Kestrel tasted the memory of those sugared cakes. Their lost sweetness made it impossible to speak.
“Troubled, Kestrel?”
Though she knew he didn’t really want to hear her answer, she couldn’t help telling him. “Jess won’t answer my letters. When I pay her a call, servants say she’s out. She’s not. She’s in her rooms, waiting for me to leave. I thought that maybe…”
“I had been telling her some hard truths.” Ronan laced his fingers and then spread them wide, shrugging. “Have you considered that whatever has come between you two is your doing?”
I saw him, Jess had said when Kestrel had slipped into bed beside her the night of her engagement ball. What exactly had Jess seen?
“What’s this?” Ronan quickly leaned forward to tug on a corner of the folded paper peeking out of her skirt pocket. He pulled the recruitment list free.
“Nothing.” She reached for it.
He jerked the page away and unfolded it. “Ohhh. I know what this is. Look, you even got Caris to sign up. Now, where’s a pen?”
“No. Ronan, don’t.”
Holding the list of recruits high above Kestrel’s reach as if they were children, Ronan rummaged one-handed around the room.
“Stop.” Kestrel yanked on his arm. She tried to snake her way into his path. He ducked, and twisted, and laughed. He opened a secretaire and found a jug of wine where papers should be. “Nice, very nice, but not exactly what I was looking for…” He pulled out drawers. He crowed when he found ink and a pen.
Ronan, sent to war. Ronan, bleeding into the dirt.
She was near tears. “Please,” she said, “don’t sign that paper.”

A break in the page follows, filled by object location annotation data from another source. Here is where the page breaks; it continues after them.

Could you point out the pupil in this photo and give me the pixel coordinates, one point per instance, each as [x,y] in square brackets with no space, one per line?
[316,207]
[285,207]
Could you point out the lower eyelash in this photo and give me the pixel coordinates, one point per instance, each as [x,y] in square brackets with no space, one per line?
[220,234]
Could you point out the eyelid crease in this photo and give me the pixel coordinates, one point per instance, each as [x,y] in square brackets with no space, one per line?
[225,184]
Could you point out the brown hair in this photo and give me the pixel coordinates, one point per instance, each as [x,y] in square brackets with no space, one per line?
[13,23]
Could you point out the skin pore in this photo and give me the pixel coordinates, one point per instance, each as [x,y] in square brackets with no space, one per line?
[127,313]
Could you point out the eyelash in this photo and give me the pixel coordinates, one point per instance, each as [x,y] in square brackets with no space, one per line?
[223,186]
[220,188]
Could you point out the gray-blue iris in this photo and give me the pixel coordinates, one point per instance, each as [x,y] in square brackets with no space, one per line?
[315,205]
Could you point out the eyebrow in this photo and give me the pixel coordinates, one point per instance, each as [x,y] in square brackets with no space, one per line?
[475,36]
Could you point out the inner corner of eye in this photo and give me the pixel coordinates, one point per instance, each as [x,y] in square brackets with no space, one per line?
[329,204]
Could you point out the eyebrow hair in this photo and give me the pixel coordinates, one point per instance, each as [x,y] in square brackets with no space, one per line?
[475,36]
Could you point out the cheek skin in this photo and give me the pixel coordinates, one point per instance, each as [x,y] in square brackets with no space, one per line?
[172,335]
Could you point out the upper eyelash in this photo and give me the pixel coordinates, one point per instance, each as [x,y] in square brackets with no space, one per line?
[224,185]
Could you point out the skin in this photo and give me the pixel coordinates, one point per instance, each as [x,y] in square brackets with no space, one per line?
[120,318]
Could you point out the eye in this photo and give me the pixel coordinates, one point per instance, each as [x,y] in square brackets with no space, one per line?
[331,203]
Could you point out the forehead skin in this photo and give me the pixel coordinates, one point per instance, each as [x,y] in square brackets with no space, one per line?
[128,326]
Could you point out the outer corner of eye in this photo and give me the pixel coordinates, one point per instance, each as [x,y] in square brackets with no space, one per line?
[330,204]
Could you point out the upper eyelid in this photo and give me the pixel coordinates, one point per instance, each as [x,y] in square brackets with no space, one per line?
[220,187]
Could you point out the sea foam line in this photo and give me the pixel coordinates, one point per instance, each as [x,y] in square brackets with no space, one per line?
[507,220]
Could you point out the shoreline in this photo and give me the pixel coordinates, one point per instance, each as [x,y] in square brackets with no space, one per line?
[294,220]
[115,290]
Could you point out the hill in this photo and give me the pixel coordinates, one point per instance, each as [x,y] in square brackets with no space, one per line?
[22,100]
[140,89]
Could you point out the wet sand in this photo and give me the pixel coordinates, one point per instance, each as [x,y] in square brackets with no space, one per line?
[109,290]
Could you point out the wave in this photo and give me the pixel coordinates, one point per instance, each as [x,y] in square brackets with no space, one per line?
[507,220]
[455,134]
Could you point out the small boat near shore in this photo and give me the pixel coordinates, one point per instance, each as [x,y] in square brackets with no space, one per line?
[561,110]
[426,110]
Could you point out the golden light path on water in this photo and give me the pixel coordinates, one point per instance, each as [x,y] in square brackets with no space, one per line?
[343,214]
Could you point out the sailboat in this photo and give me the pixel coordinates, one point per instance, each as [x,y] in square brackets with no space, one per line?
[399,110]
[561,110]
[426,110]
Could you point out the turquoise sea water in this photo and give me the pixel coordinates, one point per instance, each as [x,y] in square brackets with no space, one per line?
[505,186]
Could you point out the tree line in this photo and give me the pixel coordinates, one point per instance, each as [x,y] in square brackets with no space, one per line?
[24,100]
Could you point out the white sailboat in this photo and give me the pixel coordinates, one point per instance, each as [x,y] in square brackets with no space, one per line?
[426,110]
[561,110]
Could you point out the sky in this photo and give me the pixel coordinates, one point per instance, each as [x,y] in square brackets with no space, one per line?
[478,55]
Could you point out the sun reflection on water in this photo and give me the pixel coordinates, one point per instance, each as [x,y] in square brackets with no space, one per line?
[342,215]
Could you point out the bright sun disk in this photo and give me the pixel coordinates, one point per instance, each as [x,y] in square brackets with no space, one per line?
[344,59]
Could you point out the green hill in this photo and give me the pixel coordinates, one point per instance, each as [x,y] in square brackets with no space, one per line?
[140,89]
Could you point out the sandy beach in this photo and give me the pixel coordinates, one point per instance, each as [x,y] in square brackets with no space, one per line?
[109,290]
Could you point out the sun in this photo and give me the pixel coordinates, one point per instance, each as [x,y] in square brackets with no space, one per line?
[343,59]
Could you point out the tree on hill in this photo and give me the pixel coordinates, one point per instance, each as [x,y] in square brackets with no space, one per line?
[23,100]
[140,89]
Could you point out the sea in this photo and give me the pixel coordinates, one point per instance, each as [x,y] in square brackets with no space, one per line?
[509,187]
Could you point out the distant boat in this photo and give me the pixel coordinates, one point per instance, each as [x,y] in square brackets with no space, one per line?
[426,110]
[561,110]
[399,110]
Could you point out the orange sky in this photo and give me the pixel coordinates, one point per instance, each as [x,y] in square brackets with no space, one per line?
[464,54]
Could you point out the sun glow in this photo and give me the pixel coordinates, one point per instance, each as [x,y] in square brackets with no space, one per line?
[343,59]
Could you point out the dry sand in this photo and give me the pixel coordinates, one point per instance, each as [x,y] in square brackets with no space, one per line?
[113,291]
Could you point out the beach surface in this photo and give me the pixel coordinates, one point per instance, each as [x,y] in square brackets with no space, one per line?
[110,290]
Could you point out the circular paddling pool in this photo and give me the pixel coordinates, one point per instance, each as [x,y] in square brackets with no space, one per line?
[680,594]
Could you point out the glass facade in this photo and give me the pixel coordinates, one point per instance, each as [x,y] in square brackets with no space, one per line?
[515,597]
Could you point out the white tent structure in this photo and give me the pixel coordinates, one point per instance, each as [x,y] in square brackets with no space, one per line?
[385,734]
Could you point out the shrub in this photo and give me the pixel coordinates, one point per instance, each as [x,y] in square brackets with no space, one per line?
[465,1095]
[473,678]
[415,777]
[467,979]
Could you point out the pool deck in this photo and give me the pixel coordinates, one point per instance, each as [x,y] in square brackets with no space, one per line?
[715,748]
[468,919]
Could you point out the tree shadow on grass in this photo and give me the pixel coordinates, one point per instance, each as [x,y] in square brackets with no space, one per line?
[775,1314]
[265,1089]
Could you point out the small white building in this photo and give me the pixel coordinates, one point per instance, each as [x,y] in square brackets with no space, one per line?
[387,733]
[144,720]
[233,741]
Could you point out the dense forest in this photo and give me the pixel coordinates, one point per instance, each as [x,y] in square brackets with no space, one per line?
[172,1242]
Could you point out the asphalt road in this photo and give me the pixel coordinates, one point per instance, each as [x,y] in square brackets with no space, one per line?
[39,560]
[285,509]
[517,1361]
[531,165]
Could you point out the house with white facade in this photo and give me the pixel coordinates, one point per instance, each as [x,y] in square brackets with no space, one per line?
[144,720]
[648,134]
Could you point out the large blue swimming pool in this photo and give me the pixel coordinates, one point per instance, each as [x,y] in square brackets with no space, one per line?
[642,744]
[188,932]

He inked the pen and held the list down on the secretaire with both hands as if it might fly away.
“I beg you,” Kestrel said.
Ronan smiled, and signed.
* * *
Kestrel’s escort was waiting patiently by the club door. The maid said nothing as they stepped into the carriage and Kestrel gave the order to return to the palace. But the girl watched as Kestrel unwrapped the balled sheet of paper and let it fall to her lap.
With a shuddering jolt, the carriage pulled forward. It trundled up the mountain.
“It’s dirty,” the maid said. She was looking at the list.
It was splotched with ink. Kestrel had knocked the bottle over when she finally snatched the list back from Ronan. The page had rusty smears right by his name; Ronan’s knuckles must have been still bleeding. And although the maid wouldn’t have been able to tell, not after the way the page had been crushed, the paper was a little warped, the way paper gets when exposed to water, or sweat—or tears.
Kestrel gently folded the page. Destroying it would change nothing. It wasn’t the signature that was important, but the act of signing. The recruits would still report to the city barracks. They’d given their word, witnessed by Kestrel. A Valorian honored his word.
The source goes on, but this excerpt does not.